It's funny. The older I get the more I realize how seminal Black Sabbath were. I remember discovering "heaven and hell', and loving Dio's voice. Then later realizing it was the 1st few albums that now are credited for spawning an entire sub genres of metal. Back to that top 20 list- I think Master of Reality is one of the most important albums in the history of heavy music. If you haven't heard that album-please give it at least one listen!
Oh, yeah-Van Halen were OK too-hee, hee Really, wouldn't you have to give Van Halen some credit for the plethora of tech-fill in the blank-any sub genre you like?

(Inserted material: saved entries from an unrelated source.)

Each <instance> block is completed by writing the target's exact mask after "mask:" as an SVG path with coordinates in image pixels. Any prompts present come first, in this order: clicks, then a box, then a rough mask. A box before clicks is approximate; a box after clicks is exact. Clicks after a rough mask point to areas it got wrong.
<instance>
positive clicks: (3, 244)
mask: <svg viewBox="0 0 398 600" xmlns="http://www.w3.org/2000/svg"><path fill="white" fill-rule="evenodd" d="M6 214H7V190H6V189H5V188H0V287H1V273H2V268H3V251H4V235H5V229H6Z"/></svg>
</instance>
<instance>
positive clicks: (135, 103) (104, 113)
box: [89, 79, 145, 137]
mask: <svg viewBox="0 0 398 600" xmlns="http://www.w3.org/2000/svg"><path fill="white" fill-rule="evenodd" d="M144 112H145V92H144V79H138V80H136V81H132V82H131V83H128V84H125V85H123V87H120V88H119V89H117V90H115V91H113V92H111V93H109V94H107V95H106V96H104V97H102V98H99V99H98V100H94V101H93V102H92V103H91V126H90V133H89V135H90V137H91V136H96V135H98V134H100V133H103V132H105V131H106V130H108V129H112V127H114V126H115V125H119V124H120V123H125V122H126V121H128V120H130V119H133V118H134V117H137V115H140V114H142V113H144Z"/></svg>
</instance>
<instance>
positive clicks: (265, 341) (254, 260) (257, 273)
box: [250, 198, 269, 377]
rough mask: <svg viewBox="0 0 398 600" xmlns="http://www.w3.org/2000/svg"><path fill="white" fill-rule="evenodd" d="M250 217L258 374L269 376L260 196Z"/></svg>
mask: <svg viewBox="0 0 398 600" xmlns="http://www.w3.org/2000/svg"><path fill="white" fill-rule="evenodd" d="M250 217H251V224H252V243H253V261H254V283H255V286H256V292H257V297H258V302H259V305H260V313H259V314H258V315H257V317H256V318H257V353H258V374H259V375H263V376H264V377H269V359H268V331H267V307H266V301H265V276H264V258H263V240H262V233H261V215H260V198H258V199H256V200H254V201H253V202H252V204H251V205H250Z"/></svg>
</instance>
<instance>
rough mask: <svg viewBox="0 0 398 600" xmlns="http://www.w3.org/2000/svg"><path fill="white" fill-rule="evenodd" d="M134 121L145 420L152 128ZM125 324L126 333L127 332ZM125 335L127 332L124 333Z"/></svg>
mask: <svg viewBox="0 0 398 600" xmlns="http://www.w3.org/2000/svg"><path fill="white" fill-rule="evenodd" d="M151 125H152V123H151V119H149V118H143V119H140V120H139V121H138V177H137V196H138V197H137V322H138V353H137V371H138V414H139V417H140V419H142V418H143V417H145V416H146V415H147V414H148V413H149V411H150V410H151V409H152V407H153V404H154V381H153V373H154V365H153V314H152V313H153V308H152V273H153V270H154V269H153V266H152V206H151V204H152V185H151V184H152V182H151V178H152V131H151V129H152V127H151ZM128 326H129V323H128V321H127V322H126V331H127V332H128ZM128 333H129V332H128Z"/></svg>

Sorry couldn't resist this. Maybe some of you think it's grandpa metal, but here is what All musci guide writes of Masters of Reality:
The shortest album of Black Sabbath's glory years, Master of Reality is also their most sonically influential work. Here Tony Iommi began to experiment with tuning his guitar down three half-steps to C#, producing a sound that was darker, deeper, and sludgier than anything they'd yet committed to record. (This trick was still being copied 25 years later by every metal band looking to push the limits of heaviness, from trendy nu-metallers to Swedish deathsters.) Much more than that, Master of Reality essentially created multiple metal subgenres all by itself, laying the sonic foundations for doom, stoner and sludge metal, all in the space of just over half an hour. Classic opener "Sweet Leaf" certainly ranks as a defining stoner metal song, making its drug references far more overt (and adoring) than the preceding album's "Fairies Wear Boots." The album's other signature song, "Children of the Grave," is driven by a galloping rhythm that would later pop up on a slew of Iron Maiden tunes, among many others. Aside from "Sweet Leaf," much of Master of Reality finds the band displaying a stronger moral sense, in part an attempt to counteract the growing perception that they were Satanists. "Children of the Grave" posits a stark choice between love and nuclear annihilation, while "After Forever" philosophizes about death and the afterlife in an openly religious (but, of course, superficially morbid) fashion that offered a blueprint for the career of Christian doom band Trouble. And although the alternately sinister and jaunty "Lord of This World" is sung from Satan's point of view, he clearly doesn't think much of his own followers (and neither, by extension, does the band).
Black Freaking Sabbath!!~!!!!!!!!!!!!!!!!!!!!!!!!!!!!!!!!!!!!!!!